Su consultorio está cerquita de la pega - comenta dichoso.
Sale de su casa a las siete de la mañana. Con cierta dificultad trepa a su autito y parte a toda máquina a cambiar su destino. La felicidad que antes se hallaba estrictamente distribuida entre sus mandíbulas y su lengua paladeante, parece que hubiera cambiado de lugar porque cada masticada lo aleja drásticamente de la alegría.
Estaciona su vehículo. Desciende y con un caminar oscilante y temeroso se dirige a la dirección recomendada. No tiene dificultad en dar con ella. Entra al recinto como quien llega sin invitación al Paraíso perdido. En el consultorio se encuentran una docena de mujeres sobreenkiladas, igual que él, y una cabra flaca sentada tras de un escritorio. La flacuchenta le pide ciertos datos personales - nombre y domicilio - y con actitud desdeñosa le indica que debe entrar después de “esa señora de azul”. La referida agacha la cabeza haciéndose la disimulada, como si no fuera con ella el asunto.

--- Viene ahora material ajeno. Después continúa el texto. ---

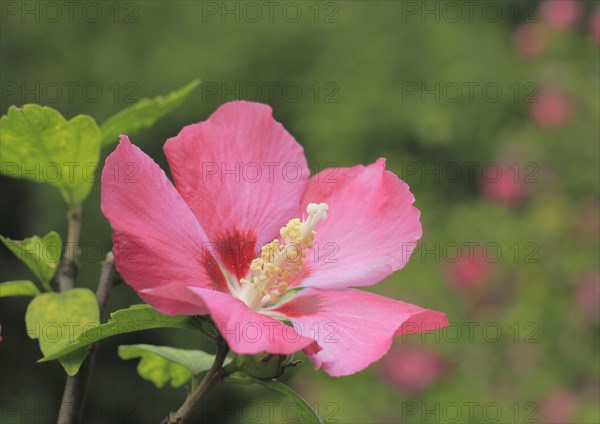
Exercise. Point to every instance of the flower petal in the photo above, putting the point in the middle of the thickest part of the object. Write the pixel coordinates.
(371, 230)
(242, 174)
(156, 237)
(354, 328)
(246, 331)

Pasan cuarenta minutos y el doctor no llega. En la consulta se encuentran 26 gordas y nuestro guatón en tensa espera. En ese instante aparece en escena, delgado y satisfecho, el rey del desengorde. Las dos toneladas y media de impaciencia expectante se agitan ansiosas. Con mirada calculadora el médico analiza la demanda y ordena a la “asistente”:
- ¡Pásame a las ocho primeras, por favor! - y desaparece tras la puerta de su privado.
- A ver... pasen las señoras... - Ordena imperativa la flaca mencionando ocho nombres de una agenda que esgrime en su mano derecha. Las nombradas, obedientes y lentas, desfilan hacia el privado y entran. Luego que ingresa la última gorda asoma la cabeza el médico y le indica a la delgaducha:
- ¡¡Pásame otras dooos!! - Después de la respectiva lectura, caminan las nombradas a la puerta.
- Nuestro guatón comienza a dar muestras de impaciencia. ¡Cresta! ¡A que horas voy a salir de aquí! - Piensa preocupado porque no avisó en el trabajo que llegaría tarde.
Tras veinte minutos de tensa espera, se abre la puerta y sale el desfile de gordas, cada cual con su paquetito de medicinas en la mano y con caras de “ahora sí la hago”. Ni tiempo tiene nuestro guatón de pensar en la velocidad de atención, cuando el veloz médico se asoma y busca con la mirada.
- Entre usted, por favor - Invita al guatón. Se levanta el indicado y bambolea su cuerpo hasta la ansiada puerta. El doctor se encuentra sentado tras de su escritorio. Agachado escribe en un papel. Sin alzar la vista, le pregunta:
- ¿Primera vez verdad?
- Esteeee... sí, sí - Tartamudea nervioso nuestro guatón.
Después de tamaña conversación el médico se dirige a una balanza que está a espaldas de nuestro amigo. Éste, resignado, porque debe usted saber que a los guatones no les gusta subirse a las básculas, se trepa en ella sin esperar mayores indicaciones. Ambos vuelven a su asiento. El médico apresuradamente le entrega unas pastillas, le proporciona algunas indicaciones por escrito y lo cita para la próxima semana.
- Son seis mil pesos - le indica estirando su mano derecha. El guatón paga y sale.
- Así como lo veo - comenta entredientes - este amigo se despacha entre diez a quince toneladas diarias. A sesenta pesos el kilo... ni hablar... los guatones deprimidos por nuestra gordura somos un negocio redondo.